This statement indicates a misunderstanding of the ESA’s intent. The Act isn’t a weapon; it’s a tool for balance. It ensures that economic development doesn’t compromise our shared natural heritage. The Act reminds us that we’re custodians of this earth and that long-term ecological health should take precedence over short-term economic gain. Moreover, maintaining biodiversity and healthy ecosystems often has long-term economic benefits, including sustainable forestry and fisheries, and preserving potential medicinal plants.

“The Endangered Species Act, what it’s turned into, is really harming the ability for people to get what they need…” – Executive Vice Chair Doug LaMalfa (CA-01)

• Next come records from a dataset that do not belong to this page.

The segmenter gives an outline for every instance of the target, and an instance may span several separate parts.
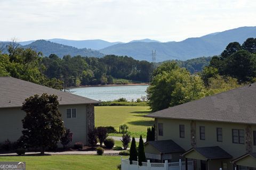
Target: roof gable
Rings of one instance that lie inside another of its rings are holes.
[[[146,116],[256,124],[256,83],[156,112]]]
[[[12,77],[0,77],[0,108],[21,107],[26,98],[43,93],[55,95],[60,105],[97,104],[99,101]]]

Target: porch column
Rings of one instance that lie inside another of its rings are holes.
[[[185,166],[186,166],[186,170],[188,170],[188,158],[186,158],[185,159]]]

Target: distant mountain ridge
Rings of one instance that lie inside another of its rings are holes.
[[[244,27],[215,32],[198,38],[167,42],[132,42],[118,44],[100,49],[105,54],[127,55],[139,60],[151,60],[151,50],[156,50],[156,61],[186,60],[219,55],[231,42],[242,44],[247,38],[256,37],[256,27]]]

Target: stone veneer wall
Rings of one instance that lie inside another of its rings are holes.
[[[87,115],[87,133],[90,130],[94,129],[94,105],[93,104],[87,105],[86,106]]]
[[[245,147],[246,152],[252,152],[252,126],[247,124],[245,128]]]

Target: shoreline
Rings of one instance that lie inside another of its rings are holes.
[[[86,85],[86,86],[79,86],[79,87],[68,87],[67,89],[71,89],[75,88],[80,88],[84,87],[114,87],[114,86],[148,86],[149,83],[130,83],[126,84],[106,84],[106,85]]]

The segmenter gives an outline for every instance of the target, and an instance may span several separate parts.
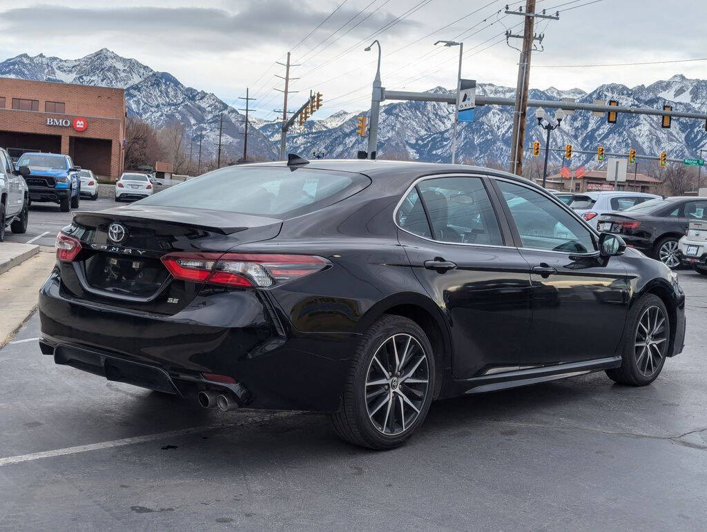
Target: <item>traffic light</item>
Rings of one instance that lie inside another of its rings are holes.
[[[356,132],[361,136],[366,136],[366,117],[358,117],[356,122],[358,125],[356,126]]]
[[[619,102],[617,100],[609,100],[609,105],[614,105],[614,106],[618,107]],[[609,111],[608,113],[607,113],[607,124],[616,124],[617,123],[617,114],[618,113],[616,113],[614,111]]]
[[[663,105],[663,111],[672,111],[672,105]],[[661,127],[665,129],[669,129],[670,127],[670,122],[672,120],[672,117],[670,115],[663,115],[662,124],[660,124]]]

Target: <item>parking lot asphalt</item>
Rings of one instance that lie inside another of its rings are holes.
[[[0,350],[0,529],[703,530],[707,278],[652,385],[603,373],[433,404],[402,448],[319,414],[221,414]]]

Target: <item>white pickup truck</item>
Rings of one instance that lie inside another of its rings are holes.
[[[25,178],[15,170],[8,153],[0,148],[0,242],[5,240],[5,230],[8,227],[16,233],[27,230],[28,203],[28,191]]]

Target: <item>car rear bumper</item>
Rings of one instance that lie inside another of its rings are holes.
[[[173,316],[99,305],[66,292],[57,271],[39,312],[42,353],[58,364],[185,397],[228,388],[250,408],[337,410],[357,338],[291,329],[253,290],[197,297]]]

We need to differentiate between “need” and “want”. Humans need a healthy planet with diverse ecosystems, but human greed is apt to want unchecked development. This is often referred to as “The Tragedy of the Commons.” The ESA helps us strike that balance. Moreover, the Act does not prohibit economic activity; it merely ensures that such activity is carried out responsibly, with minimal harm to endangered species and their habitats. There are countless success stories over the years that are due to the Endangered Species Act, including the rebuilding of Gray wolf populations across North America following their ESA listing in 1974. Though that listing is still not complete across the Northern Rockies, and there’s still plenty of work to be done to have wolves reach the numbers and geographic diversity they once enjoyed, the partial listing has still allowed wolves to steadily rebuild from the brink of extinction.

“In fact, over the last 50 years, out of the 1,389 listed species only 72 have been recovered and removed from the list…” – Vice Chair Tom Tiffany (WI-07)

It’s crucial to understand that recovery takes time, particularly when dealing with long-living species or those with slow reproduction rates. The fact that any species have been recovered is a testament to the ESA’s effectiveness, considering these species were on the brink of extinction. Additionally, many species would have gone extinct without ESA protection, highlighting the Act’s preventative success.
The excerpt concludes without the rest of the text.